Rodrigo Amarante: ” Visto daqui, tudo parece fazer sentido”

Saudade, eu te matei de fome
E tarde, eu te enterrei com a mágoa
Se hoje eu já não sei teu nome
Teu rosto nunca me deu trégua

Milagre seria não ver
No amor, essa flor perene
Que brota na lua negra
Que seca, mas nunca morre

Verdade, eu te cerquei de longe
E tarde, eu encostei no medo
Se ontem eu cantei teu nome
O eco já não morre cedo

Milagre seria não ter
O amor, essa rima breve
Que o brilho da lua cheia
Acorda de um sono leve

– Irene, Rodrigo Amarante

 

rodrigo amarante 2Se Rodrigo Amarante fosse um livro na contra-capa ler-se-ia provavelmente a classificação atribuída pela revista Rolling Stone: “um dos 100 artistas mais importantes da história da música brasileira” ou  “o autor do tema de abertura da série televisiva “Narcos” ” acompanhada de citações de outras publicações semelhantes, adornadas com adjectivos como “mágico“, “genial“, ou “talento puro“. Mas, tal como um livro, a obra do artista merece ser desfolhada e saboreada a cada tema. É intrigante esta serenidade que traz no rosto, este conforto com que embala as palavras. Enquanto nos adoça os sentidos, Rodrigo Amarante convida a uma viagem interior feita de perguntas que nem sempre interessa responder. Mais do que na solidez de certezas, Rodrigo navega nas interrogações que oscilam entre a razão e a emoção, um caminho sereno e confiante que aceita a mudança como processo de evolução natural. Saiu do Brasil para Los Angeles, de onde trocou algumas palavras connosco antes da tão esperada viagem ao Theatro Circo, em Braga.
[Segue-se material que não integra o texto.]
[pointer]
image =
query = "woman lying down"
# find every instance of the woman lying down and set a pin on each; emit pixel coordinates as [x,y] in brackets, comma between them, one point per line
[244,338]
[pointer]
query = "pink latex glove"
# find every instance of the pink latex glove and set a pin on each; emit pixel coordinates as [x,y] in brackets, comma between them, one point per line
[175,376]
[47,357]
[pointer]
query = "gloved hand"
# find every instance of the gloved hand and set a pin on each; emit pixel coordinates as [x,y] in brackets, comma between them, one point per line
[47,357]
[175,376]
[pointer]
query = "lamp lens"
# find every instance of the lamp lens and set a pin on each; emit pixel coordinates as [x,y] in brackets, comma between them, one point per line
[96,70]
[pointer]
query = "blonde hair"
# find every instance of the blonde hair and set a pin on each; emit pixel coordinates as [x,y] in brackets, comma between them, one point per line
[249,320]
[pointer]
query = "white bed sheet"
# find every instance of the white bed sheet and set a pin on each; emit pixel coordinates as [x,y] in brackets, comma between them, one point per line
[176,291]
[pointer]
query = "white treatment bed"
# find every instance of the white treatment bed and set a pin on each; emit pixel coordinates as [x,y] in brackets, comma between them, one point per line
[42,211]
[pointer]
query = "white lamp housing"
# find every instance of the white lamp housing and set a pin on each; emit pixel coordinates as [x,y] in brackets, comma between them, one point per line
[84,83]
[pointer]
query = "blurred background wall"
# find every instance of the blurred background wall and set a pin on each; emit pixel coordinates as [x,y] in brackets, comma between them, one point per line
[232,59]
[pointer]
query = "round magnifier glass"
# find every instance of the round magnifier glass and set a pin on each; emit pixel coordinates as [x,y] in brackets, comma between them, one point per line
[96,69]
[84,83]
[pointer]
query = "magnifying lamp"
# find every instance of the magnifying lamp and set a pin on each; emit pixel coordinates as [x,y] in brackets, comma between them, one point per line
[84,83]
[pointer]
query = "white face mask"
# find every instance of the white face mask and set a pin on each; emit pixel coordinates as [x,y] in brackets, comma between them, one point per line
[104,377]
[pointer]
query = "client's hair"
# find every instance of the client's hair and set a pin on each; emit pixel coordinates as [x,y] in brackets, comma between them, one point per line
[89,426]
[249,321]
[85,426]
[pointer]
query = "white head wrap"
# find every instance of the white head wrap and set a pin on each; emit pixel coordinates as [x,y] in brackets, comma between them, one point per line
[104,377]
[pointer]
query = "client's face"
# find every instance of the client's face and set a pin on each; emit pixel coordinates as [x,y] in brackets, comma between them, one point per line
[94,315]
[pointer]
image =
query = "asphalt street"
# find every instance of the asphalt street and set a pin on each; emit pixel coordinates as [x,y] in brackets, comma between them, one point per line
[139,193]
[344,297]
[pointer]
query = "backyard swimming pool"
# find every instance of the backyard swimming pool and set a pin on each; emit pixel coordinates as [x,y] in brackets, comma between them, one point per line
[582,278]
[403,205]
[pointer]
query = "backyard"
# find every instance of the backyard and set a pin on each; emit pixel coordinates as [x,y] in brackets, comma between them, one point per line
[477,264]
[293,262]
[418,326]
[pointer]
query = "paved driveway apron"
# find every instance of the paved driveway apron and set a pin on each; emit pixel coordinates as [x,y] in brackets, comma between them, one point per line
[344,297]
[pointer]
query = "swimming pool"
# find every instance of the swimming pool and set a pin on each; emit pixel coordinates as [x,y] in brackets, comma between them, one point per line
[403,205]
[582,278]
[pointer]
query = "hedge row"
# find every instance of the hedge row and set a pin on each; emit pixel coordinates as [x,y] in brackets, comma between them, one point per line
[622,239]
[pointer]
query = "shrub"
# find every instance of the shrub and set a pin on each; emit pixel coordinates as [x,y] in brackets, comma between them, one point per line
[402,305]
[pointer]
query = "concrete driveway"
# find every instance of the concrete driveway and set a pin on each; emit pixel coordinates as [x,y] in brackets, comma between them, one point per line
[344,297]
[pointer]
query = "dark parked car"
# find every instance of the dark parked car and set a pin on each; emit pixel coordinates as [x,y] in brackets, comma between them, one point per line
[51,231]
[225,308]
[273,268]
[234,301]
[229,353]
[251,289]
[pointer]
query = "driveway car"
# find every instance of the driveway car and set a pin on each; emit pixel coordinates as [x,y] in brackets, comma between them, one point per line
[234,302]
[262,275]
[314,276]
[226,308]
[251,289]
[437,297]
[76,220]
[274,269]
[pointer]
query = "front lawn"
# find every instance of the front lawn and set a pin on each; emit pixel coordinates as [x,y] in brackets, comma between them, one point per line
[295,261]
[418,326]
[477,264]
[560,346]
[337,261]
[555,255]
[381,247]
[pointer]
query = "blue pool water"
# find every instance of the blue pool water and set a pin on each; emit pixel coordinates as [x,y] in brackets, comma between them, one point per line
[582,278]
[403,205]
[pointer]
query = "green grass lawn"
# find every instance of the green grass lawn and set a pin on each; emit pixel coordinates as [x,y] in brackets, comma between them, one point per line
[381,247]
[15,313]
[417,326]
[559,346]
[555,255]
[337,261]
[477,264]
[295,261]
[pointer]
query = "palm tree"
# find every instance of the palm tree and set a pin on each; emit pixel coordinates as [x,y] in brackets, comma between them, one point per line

Esta mudança fez com que encontrasses um novo Rodrigo que ainda não conhecias?

A busca é o que te faz encontrar. Se a procura é o que eu faço, poderia ter encontrado infinitas outras possibilidades. Qualquer pessoa reconhece numa mudança, ainda que temporária, uma espécie de magia no olhar porque livrámo-nos dos símbolos de que escolhemos nos rodear para “armar” a nossa identidade. Quando alguém se muda, “desmonta-se” e isso é algo muito valioso, sobretudo para quem escreve.


É sempre um processo de descoberta interior… assim como o processo de composição e a evolução natural que teve como artista… tudo isso te ajuda a descobrir-te, não?

Bom, tudo ajuda no processo de auto-descoberta. O papel da arte e do apreciador da arte é o mesmo: ganhar uma nova perspectiva. Isso é o mais importante que há. É aí que reside a força política e emocional da arte. Todo o artista quando escreve busca uma nova perspectiva, sobre si, sobre o outro, sobre o mundo.

Rodrigo_AmaranteO que diria o Rodrigo Amarante em início de carreira ao Rodrigo Amarante da actualidade?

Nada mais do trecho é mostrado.